Vision Banana Generalist Model (39 minute read)

Researchers demonstrate that image generation models can serve as generalist vision systems by reframing perception tasks like segmentation and depth estimation as image generation problems.

What: Vision Banana is a generalist vision model created by instruction-tuning Google's Nano Banana Pro image generator on vision task data, treating all outputs (segmentation masks, depth maps, etc.) as RGB images to generate rather than separate prediction tasks.

Why it matters: This suggests a potential paradigm shift for computer vision similar to what happened with large language models—generative pretraining on images may be the key to building foundational vision models that excel at both creation and understanding, rather than training specialized models for each task.

Takeaway: Monitor the project page for model weights and implementation details if you're working on vision tasks that could benefit from a unified generalist approach instead of maintaining multiple specialized models.

Deep dive

The research challenges the traditional computer vision paradigm where separate models are trained for different tasks like segmentation, depth estimation, and object detection
Vision Banana achieves state-of-the-art results by converting vision tasks into image generation problems—outputting segmentation masks and depth maps as generated RGB images
The model beats or matches specialized systems including Segment Anything Model 3 for segmentation and Depth Anything for metric depth estimation, despite being a generalist
Built through lightweight instruction-tuning of Nano Banana Pro on a mixture of original image generation data plus a small amount of vision task data
The key insight mirrors the LLM revolution: just as language generation pretraining gave models emergent understanding capabilities, image generation pretraining provides powerful general visual representations
The instruction-tuning approach preserves the base model's image generation capabilities while adding perception abilities
Works across both 2D and 3D vision understanding tasks, demonstrating true generalist capabilities
The unified interface of image generation for all vision tasks parallels how text generation became the universal interface for language understanding and reasoning
Results suggest that the ability to generate visual content inherently requires understanding visual content, validating a long-standing conjecture in computer vision
The paper proposes that generative vision pretraining should take a central role in building foundational vision models going forward
This approach eliminates the need for task-specific architectures and output layers that have dominated computer vision for decades

Decoder

Instruction-tuning: Training a pretrained model on task-specific examples with instructions, similar to fine-tuning but focused on teaching the model to follow diverse commands
Zero-shot: A model's ability to perform tasks it wasn't explicitly trained on, by generalizing from its pretraining
SOTA: State-of-the-art, the best currently available performance on a benchmark
SAM (Segment Anything Model): Meta's specialized model for image segmentation that can identify and mask objects
Metric depth estimation: Predicting actual distance measurements from the camera to objects in a scene, not just relative depth ordering
Nano Banana Pro (NBP): Google's image generation model that serves as the base for Vision Banana (likely part of the Banana model family)

Original article

Image Generators are Generalist Vision Learners

Recent works show that image and video generators exhibit zero-shot visual understanding behaviors, in a way reminiscent of how LLMs develop emergent capabilities of language understanding and reasoning from generative pretraining.
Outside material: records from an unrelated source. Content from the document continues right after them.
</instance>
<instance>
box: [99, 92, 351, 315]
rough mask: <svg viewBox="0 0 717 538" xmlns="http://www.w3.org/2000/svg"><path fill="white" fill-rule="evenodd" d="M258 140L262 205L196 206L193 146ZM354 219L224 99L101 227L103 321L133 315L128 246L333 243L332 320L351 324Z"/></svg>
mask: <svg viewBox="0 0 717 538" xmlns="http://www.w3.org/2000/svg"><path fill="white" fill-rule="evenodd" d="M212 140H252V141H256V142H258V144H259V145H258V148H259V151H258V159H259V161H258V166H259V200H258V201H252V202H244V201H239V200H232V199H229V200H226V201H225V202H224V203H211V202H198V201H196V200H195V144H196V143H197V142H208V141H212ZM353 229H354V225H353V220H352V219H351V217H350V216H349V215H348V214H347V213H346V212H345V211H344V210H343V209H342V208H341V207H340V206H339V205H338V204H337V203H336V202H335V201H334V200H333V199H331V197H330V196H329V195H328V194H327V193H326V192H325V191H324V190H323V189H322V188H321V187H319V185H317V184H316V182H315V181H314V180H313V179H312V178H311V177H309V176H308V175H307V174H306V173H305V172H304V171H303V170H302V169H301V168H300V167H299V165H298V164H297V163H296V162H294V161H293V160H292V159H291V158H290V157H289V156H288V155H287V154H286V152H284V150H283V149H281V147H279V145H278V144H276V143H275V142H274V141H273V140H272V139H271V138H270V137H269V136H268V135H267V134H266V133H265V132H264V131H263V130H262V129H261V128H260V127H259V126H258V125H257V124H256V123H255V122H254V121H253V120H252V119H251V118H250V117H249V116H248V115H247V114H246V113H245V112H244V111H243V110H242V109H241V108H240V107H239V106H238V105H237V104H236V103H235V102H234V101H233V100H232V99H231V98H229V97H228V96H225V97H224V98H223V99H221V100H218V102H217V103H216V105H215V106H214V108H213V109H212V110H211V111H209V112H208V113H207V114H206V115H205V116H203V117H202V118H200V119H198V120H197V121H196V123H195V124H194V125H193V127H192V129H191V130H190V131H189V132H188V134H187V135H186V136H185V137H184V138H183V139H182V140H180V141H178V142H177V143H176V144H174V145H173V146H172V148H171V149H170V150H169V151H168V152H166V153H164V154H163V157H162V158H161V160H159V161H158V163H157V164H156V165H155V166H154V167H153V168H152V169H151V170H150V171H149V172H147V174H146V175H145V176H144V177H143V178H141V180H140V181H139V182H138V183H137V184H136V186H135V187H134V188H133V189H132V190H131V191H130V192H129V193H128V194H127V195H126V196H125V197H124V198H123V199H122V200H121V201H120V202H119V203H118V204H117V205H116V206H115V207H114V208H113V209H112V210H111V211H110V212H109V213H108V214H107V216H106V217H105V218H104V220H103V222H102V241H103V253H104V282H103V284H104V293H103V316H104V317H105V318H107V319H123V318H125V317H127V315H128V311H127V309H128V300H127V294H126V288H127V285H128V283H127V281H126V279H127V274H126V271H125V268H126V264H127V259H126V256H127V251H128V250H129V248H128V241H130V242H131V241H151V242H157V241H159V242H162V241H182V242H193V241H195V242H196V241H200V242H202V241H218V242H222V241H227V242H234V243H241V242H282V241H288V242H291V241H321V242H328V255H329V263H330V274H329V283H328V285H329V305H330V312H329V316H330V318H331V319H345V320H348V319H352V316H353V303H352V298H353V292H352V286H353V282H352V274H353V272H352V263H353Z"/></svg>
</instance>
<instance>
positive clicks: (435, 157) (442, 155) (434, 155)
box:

While it has long been conjectured that the ability to create visual content implies an ability to understand it, there has been limited evidence that generative vision models have developed strong understanding capabilities. In this work, we demonstrate that image generation training serves a role similar to LLM pretraining, and lets models learn powerful and general visual representations that enable SOTA performance on various vision tasks. We introduce Vision Banana, a generalist model built by instruction-tuning Nano Banana Pro (NBP) on a mixture of its original training data alongside a small amount of vision task data. By parameterizing the output space of vision tasks as RGB images, we seamlessly reframe perception as image generation. Our generalist model, Vision Banana, achieves SOTA results on a variety of vision tasks involving both 2D and 3D understanding, beating or rivaling zero-shot domain-specialists, including Segment Anything Model 3 on segmentation tasks, and the Depth Anything series on metric depth estimation. We show that these results can be achieved with lightweight instruction-tuning without sacrificing the base model's image generation capabilities. The superior results suggest that image generation pretraining is a generalist vision learner. It also shows that image generation serves as a unified and universal interface for vision tasks, similar to text generation's role in language understanding and reasoning. We could be witnessing a major paradigm shift for computer vision, where generative vision pretraining takes a central role in building Foundational Vision Models for both generation and understanding.